Ensalada de Coditos is a traditional and popular dish in many Latin countries like Puerto Rico, the Dominican Republic, and Mexico. It’s sometimes referred to as an ensalada fria, or “cold salad,” because it is served chilled.

Today, we’re focusing specifically on ensalada de coditos mexicana, or Mexican macaroni salad. This versatile Mexican pasta dish can be customized with your favorite ingredients, making it one of my favorite kitchen chameleons. 
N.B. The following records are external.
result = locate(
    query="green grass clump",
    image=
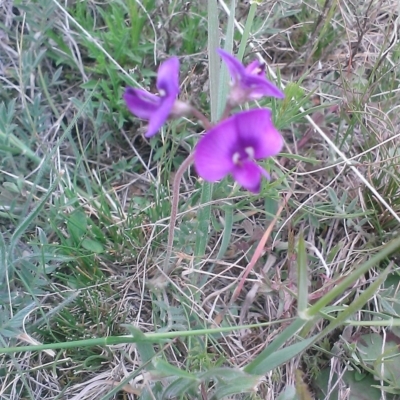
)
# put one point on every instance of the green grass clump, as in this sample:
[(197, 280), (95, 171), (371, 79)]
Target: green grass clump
[(85, 202)]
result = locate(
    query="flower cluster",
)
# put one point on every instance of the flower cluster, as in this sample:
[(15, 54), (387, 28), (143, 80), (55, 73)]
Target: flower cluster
[(233, 145)]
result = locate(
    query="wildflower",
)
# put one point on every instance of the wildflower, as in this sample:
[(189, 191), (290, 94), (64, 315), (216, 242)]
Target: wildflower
[(232, 146), (248, 83), (154, 108)]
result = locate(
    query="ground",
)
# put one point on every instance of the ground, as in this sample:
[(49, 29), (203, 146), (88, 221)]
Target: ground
[(292, 293)]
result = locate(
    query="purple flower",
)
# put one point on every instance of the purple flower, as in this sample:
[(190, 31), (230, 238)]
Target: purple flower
[(249, 83), (154, 108), (232, 146)]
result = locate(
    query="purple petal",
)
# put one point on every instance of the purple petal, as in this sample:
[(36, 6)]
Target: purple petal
[(235, 67), (168, 77), (248, 175), (262, 87), (256, 130), (214, 151), (141, 103), (159, 117)]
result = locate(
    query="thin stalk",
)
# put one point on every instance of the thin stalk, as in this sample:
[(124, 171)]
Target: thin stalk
[(151, 337), (247, 29), (202, 118), (174, 210)]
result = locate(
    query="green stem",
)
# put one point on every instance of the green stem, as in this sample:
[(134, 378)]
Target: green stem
[(144, 337), (247, 28)]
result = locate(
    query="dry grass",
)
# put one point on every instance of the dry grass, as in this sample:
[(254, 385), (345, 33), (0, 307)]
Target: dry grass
[(346, 56)]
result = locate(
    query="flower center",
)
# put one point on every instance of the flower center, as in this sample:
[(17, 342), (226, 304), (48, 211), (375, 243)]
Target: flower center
[(239, 157)]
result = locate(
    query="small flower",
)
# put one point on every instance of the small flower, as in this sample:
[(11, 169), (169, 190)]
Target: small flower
[(248, 83), (154, 108), (232, 147)]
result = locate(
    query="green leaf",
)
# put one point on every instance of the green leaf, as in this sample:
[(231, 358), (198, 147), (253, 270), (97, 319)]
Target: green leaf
[(92, 245)]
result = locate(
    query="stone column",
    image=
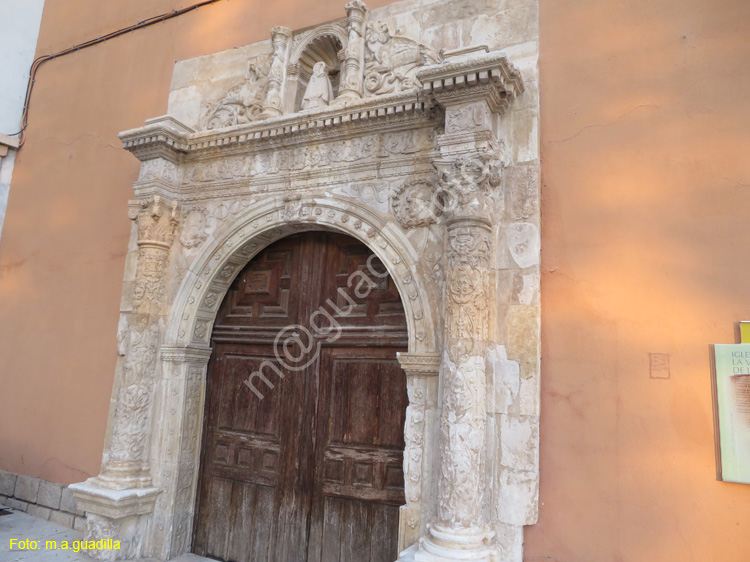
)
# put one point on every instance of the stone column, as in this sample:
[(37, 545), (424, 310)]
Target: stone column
[(115, 500), (461, 530), (127, 463), (351, 82), (422, 387), (272, 107)]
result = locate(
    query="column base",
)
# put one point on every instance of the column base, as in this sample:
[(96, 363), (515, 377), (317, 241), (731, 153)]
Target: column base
[(122, 476), (445, 545), (116, 520)]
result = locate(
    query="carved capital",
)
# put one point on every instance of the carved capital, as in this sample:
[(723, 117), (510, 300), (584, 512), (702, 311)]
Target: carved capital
[(467, 184), (156, 219)]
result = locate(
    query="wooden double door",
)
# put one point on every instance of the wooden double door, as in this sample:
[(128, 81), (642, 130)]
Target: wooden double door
[(312, 471)]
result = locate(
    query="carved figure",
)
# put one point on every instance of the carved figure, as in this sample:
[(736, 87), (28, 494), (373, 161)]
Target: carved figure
[(319, 92), (391, 60), (414, 204), (244, 102)]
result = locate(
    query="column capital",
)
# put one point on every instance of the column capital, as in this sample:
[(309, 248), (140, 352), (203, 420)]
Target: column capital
[(156, 219), (467, 184)]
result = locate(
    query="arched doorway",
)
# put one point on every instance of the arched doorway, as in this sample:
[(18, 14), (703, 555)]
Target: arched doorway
[(305, 465)]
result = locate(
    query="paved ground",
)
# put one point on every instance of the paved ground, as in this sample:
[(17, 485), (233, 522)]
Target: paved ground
[(18, 525)]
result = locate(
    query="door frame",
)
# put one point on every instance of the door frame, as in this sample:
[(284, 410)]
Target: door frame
[(465, 262)]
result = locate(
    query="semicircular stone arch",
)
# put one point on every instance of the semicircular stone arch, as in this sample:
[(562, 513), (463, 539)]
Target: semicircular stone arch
[(236, 243), (325, 32)]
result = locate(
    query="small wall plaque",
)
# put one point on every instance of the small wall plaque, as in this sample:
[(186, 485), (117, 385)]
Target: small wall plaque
[(731, 394)]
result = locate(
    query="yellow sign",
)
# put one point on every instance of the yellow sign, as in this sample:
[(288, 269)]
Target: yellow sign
[(731, 389)]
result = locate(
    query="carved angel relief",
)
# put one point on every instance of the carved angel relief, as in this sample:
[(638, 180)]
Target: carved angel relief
[(391, 61), (244, 102)]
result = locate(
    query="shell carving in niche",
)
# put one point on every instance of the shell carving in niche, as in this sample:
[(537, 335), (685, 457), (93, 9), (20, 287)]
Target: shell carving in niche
[(243, 103)]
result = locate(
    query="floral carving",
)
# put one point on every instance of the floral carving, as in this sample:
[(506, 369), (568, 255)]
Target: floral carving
[(467, 283), (462, 444), (391, 61)]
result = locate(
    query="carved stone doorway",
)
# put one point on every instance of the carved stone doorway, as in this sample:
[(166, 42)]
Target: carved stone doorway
[(311, 468), (418, 144)]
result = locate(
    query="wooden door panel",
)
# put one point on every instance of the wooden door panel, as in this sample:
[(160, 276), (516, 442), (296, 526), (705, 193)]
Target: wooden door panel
[(342, 537), (313, 471), (252, 529)]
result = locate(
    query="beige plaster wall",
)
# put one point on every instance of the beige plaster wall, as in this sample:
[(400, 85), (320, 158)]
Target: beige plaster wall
[(646, 192), (646, 184), (66, 231)]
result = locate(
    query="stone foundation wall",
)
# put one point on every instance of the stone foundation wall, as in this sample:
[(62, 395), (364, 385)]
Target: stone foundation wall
[(39, 498)]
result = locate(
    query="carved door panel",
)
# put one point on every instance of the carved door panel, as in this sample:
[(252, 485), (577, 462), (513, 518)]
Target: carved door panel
[(313, 471)]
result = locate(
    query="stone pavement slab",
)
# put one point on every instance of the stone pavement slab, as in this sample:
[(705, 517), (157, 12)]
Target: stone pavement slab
[(18, 525)]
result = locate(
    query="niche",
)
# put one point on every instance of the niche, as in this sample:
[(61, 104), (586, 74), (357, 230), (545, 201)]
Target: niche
[(326, 49)]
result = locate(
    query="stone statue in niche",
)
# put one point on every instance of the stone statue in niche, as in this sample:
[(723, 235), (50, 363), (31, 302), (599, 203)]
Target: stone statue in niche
[(391, 61), (319, 92), (244, 102)]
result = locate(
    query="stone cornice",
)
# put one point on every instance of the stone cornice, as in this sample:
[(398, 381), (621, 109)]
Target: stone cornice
[(186, 354), (489, 77), (167, 138), (162, 137), (425, 364)]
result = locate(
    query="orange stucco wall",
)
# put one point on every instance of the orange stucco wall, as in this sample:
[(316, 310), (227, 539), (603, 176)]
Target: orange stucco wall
[(645, 196), (66, 230), (645, 191)]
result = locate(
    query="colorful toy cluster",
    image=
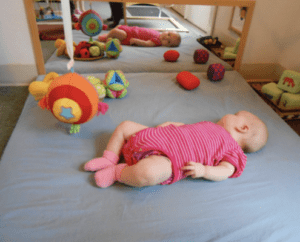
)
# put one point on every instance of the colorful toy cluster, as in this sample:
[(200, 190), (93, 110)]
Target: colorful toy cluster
[(89, 50), (71, 98), (285, 93), (90, 23)]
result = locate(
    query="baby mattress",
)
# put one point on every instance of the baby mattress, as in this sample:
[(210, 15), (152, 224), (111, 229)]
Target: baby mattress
[(138, 59), (46, 196)]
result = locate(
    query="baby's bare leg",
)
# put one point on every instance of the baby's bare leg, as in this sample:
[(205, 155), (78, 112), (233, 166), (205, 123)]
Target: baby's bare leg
[(114, 33), (149, 171), (117, 33)]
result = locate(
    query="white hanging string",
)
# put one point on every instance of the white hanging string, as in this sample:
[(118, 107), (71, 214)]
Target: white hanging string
[(65, 5)]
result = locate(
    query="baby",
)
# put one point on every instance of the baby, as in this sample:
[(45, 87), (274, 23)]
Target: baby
[(138, 36), (172, 151)]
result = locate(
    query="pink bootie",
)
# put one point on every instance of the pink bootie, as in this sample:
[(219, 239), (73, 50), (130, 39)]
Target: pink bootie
[(109, 158), (106, 177), (102, 38)]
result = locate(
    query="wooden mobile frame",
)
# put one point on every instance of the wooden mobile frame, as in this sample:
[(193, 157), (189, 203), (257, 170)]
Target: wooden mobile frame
[(249, 4)]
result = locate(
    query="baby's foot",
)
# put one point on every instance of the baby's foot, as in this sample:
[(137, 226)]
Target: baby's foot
[(106, 177), (108, 159), (102, 38)]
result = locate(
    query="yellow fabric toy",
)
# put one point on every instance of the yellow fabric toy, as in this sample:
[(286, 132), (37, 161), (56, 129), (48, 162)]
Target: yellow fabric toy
[(39, 89)]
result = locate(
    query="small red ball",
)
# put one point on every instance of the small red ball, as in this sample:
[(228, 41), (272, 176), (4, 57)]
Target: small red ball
[(84, 53), (171, 55), (187, 80), (201, 56)]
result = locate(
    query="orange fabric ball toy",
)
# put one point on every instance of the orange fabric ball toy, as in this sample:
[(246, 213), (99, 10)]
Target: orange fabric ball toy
[(171, 55), (187, 80)]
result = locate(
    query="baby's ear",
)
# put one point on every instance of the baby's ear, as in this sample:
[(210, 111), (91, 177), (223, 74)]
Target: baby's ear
[(243, 128)]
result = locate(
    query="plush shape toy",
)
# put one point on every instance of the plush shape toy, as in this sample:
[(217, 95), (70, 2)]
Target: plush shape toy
[(113, 48), (216, 72), (171, 55), (201, 56), (60, 44), (81, 45), (72, 99), (290, 81), (187, 80), (115, 84), (90, 23), (98, 85), (38, 89), (285, 94)]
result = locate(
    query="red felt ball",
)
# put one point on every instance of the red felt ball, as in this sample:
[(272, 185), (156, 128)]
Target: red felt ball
[(201, 56), (187, 80), (171, 55), (84, 53)]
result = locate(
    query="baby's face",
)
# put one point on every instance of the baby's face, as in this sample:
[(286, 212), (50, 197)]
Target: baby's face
[(169, 39)]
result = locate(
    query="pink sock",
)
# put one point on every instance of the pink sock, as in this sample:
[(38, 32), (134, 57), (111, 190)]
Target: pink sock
[(109, 158), (102, 38), (106, 177)]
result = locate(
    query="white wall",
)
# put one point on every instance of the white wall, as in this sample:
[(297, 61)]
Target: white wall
[(16, 46), (274, 36)]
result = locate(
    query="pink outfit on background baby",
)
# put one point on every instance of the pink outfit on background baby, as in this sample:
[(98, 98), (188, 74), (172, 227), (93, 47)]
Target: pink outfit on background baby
[(203, 142), (140, 33)]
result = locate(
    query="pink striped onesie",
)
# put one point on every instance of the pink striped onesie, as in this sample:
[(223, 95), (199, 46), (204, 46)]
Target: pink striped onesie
[(203, 142)]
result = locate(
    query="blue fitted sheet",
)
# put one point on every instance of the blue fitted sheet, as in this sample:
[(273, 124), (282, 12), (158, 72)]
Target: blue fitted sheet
[(46, 196), (138, 59)]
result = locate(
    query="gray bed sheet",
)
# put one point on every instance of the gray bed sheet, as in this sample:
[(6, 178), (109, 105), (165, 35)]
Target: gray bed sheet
[(46, 196), (137, 59)]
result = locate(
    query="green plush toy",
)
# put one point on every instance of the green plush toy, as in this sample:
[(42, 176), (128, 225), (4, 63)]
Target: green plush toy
[(98, 85), (113, 48), (115, 84), (287, 92)]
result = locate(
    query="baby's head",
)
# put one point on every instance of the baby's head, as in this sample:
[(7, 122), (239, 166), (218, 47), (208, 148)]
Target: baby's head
[(170, 39), (247, 129)]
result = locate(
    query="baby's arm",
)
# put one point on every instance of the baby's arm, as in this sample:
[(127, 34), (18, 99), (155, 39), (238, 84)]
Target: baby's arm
[(143, 43), (213, 173), (168, 123)]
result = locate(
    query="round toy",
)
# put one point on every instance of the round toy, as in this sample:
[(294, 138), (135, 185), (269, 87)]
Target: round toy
[(113, 48), (115, 84), (201, 56), (187, 80), (72, 99), (171, 55), (90, 23), (215, 72)]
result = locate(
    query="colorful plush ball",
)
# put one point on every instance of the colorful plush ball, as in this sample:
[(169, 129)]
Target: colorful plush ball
[(201, 56), (96, 82), (71, 98), (113, 48), (94, 51), (90, 23), (171, 55), (187, 80), (84, 53), (216, 72)]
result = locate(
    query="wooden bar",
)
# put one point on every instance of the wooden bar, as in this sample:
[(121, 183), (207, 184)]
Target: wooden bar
[(250, 4)]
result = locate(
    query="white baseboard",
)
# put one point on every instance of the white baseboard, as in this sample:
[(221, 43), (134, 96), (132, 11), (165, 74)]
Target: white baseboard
[(261, 71), (17, 75)]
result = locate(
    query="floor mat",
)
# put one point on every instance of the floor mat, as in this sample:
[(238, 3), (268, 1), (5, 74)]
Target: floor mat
[(146, 11)]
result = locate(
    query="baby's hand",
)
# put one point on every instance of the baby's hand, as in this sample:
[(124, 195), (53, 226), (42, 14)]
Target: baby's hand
[(132, 41), (193, 169)]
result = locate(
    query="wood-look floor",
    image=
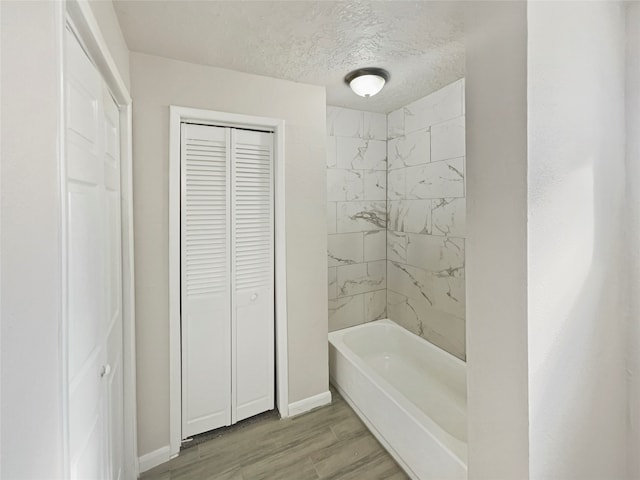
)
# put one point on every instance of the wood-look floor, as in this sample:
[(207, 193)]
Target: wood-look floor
[(328, 443)]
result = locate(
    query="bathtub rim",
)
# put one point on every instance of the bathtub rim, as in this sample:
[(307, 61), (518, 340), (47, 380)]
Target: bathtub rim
[(405, 404)]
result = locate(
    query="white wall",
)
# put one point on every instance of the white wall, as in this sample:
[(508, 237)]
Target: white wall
[(496, 275), (577, 390), (156, 84), (31, 438), (633, 231), (110, 28)]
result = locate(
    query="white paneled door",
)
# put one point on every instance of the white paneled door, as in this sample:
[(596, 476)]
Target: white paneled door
[(94, 276), (227, 276)]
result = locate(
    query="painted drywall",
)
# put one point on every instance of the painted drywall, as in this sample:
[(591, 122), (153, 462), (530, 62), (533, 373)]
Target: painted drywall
[(496, 253), (576, 184), (157, 83), (356, 216), (109, 26), (426, 211), (633, 232), (31, 357)]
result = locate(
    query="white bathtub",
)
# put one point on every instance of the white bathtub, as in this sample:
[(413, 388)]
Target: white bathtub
[(409, 393)]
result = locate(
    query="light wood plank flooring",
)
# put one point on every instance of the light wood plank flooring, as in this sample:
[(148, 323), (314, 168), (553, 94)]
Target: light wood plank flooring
[(328, 443)]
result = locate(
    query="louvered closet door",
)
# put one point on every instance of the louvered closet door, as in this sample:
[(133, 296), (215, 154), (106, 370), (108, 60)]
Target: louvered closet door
[(206, 293), (252, 273)]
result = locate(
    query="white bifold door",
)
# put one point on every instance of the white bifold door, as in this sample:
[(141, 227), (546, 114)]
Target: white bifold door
[(93, 300), (227, 276)]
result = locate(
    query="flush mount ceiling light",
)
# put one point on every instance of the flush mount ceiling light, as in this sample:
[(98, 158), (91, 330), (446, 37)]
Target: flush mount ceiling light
[(366, 82)]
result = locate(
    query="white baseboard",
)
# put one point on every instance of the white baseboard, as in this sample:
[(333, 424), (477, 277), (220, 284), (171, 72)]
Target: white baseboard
[(155, 458), (306, 404)]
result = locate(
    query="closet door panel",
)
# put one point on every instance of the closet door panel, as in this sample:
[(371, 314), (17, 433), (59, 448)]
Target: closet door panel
[(205, 264), (115, 375), (252, 273), (85, 264)]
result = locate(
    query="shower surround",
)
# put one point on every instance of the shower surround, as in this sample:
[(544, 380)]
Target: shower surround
[(414, 198), (357, 216)]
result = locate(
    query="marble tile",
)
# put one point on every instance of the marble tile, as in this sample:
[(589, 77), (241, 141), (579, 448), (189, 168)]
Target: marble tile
[(395, 123), (443, 256), (344, 122), (344, 185), (410, 216), (361, 278), (442, 329), (437, 107), (345, 249), (396, 247), (331, 217), (448, 139), (375, 305), (359, 154), (375, 185), (375, 246), (333, 282), (375, 126), (410, 150), (396, 184), (345, 312), (436, 180), (361, 216), (332, 159), (444, 293), (448, 217)]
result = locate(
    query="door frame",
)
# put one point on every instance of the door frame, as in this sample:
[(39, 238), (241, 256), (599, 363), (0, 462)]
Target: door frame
[(177, 115), (79, 18)]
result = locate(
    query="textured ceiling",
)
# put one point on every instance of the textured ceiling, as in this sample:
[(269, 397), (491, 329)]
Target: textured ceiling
[(420, 43)]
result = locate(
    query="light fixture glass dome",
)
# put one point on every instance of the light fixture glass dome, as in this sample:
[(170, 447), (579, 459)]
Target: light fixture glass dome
[(366, 82), (367, 85)]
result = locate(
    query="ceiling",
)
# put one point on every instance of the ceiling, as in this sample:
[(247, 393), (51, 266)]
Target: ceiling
[(421, 43)]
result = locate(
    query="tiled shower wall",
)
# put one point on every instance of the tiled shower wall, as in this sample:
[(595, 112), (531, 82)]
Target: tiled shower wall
[(357, 218), (411, 267), (426, 209)]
What I love about ensalada de codito is how it combines creamy and tangy salad dressing with a medley of colorful veggies, perfectly al dente pasta, and, if you’re feeling extra hungry, your choice of protein. 

The base of this Mexican pasta salad consists of cooked and cooled macaroni. As with most pasta salad recipes, we use mayo as the base of our dressing. But, since I like to keep things a little lighter, I’ve also added some Greek yogurt to help bind the recipe without overloading on fat or calories. I also add a touch of mustard to give it a little extra zing.

Once the simple codito salad dressing is complete, you can add a variety of colorful diced vegetables. I personally like carrots, frozen peas, and corn, but you can also use bell peppers, onions, or even olives to add crunch and a burst of flavor. And for those who enjoy a bit of protein, diced ham, pulled chicken, or even canned tuna makes for a delightful addition.

Why You’ll Love This Mexican Pasta Salad Recipe

This ensalada de coditos fria is THE Mexican pasta recipe of summer. It’s light, bright, cool, and creamy, plus it’s perfect for pairing with all your favorite cookout favorites. 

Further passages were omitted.